This project is a Python implementation of a LSTM recurrent neural network designed to learn and produce short verse poetry. It stemmed from me reading Andrej Karpathy's blog post, thinking it was too good to be true, and wanting to try it for myself. Since I am a bit of python novice I decided I would learn more if I wrote things from scratch, and so here we are. Despite being written with poetry in mind it is likely flexible enough to learn and produce other types of data (In fact, if you think of something cool and creative to do with it I would love to hear about it). If you are interested in a more detailed description as well as seeing some of the outputs of the model check out my blog post
One key difference between this implementation and Karpathy's char-rnn is that the input is not treated as a long text file. This is important for learning poetry because there is clear structure to the data (i.e. each poem is a distinct piece of data) that is ignored if you just concatenate it all to a single text file. It also makes sampling nicer because you can tell the sampler that you want 14 poems instead of having to decide in advance that you want to sample 10000 characters and probably having the sample stop in the middle of a poem.
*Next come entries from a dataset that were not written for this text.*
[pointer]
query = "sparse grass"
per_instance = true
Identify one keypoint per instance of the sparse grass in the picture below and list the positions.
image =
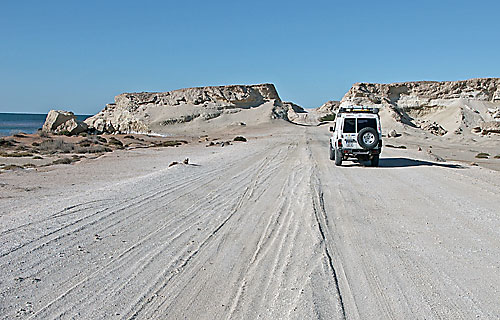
(16, 154)
(7, 143)
(328, 117)
(20, 135)
(43, 134)
(11, 167)
(92, 149)
(101, 139)
(482, 155)
(62, 161)
(64, 133)
(172, 143)
(240, 138)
The input data should be stored in the
data file and should consist of a
.csv file in which each row has a single column consisting of a string containing a poem (or whatever data you want to learn from). I have included two files
limericks.csv which contain approximately 8000 and 90000 haikus and limericks, respectively.
Feel free to play around with your own data. It should work provided it is formatted as above.
The model for training is an LSTM recurrent neural network of either 1 or 2 hidden layers. The forward and backward passes are batched and the implementation is a (very slight) modification of Andrej Karpathy's gist
If you have some data contained in a file
data.csv and you want to get started quickly, you can train a model using the
train.py file with its default settings. Just run
$ python train.py -d 'data.csv'
If you want to explore the settings for training just type
$ python train.py -h
In each training step the trainer will perform an rmsprop update using a mini-batch of poems (the default size of which is 100 and it can be adjusted). Periodically, the trainer will tell you how long (on average) the batches are taking. After each epoch, the model will tell you the current loss, the training accuracy, and the validation accuracy. It will also write the current model (serialized using pickle) to a file in the
cv folder if it has a higher validation accuracy than the previous best model. These models will be used to sample after training.
Once you have a model trained you can use
sample.py to sample from it. If you have a model stored in
cv/model.p then you can sample from it using the default parameters with the command
$ python sample.py -m 'cv/model.p'
This will sample 10 poems using the model you created.
There are a few parameters you can play around with. The first, and simplest parameter, is the
-n argument which specifies the number of poems you want
sample.py to produce.
Second, you can seed your model with some text by specifying a string using the
-s argument. This will feed the characters of your string forward through the model and use them as the initial characters of each poem. If no seed is provided
sample.py will just pick a random letter to start your poem with and sample the rest.
The third, and probably most fun, parameter to play with is the 'temperature' given by the
-t argument. If you are unfamiliar with temperature, here is an extremely unsatisfying explanation. You should think of temperature as a positive real number which if close to 0 makes your model more conservative and if it is large will make your model more creative.
There are a few other arguments which you can use, which control whether the output of the sampler is written to a file or not. You can learn more about this and other arguments using the
$ python sample.py -h
Hopefully you can find some good data to play with using this model. Good luck!!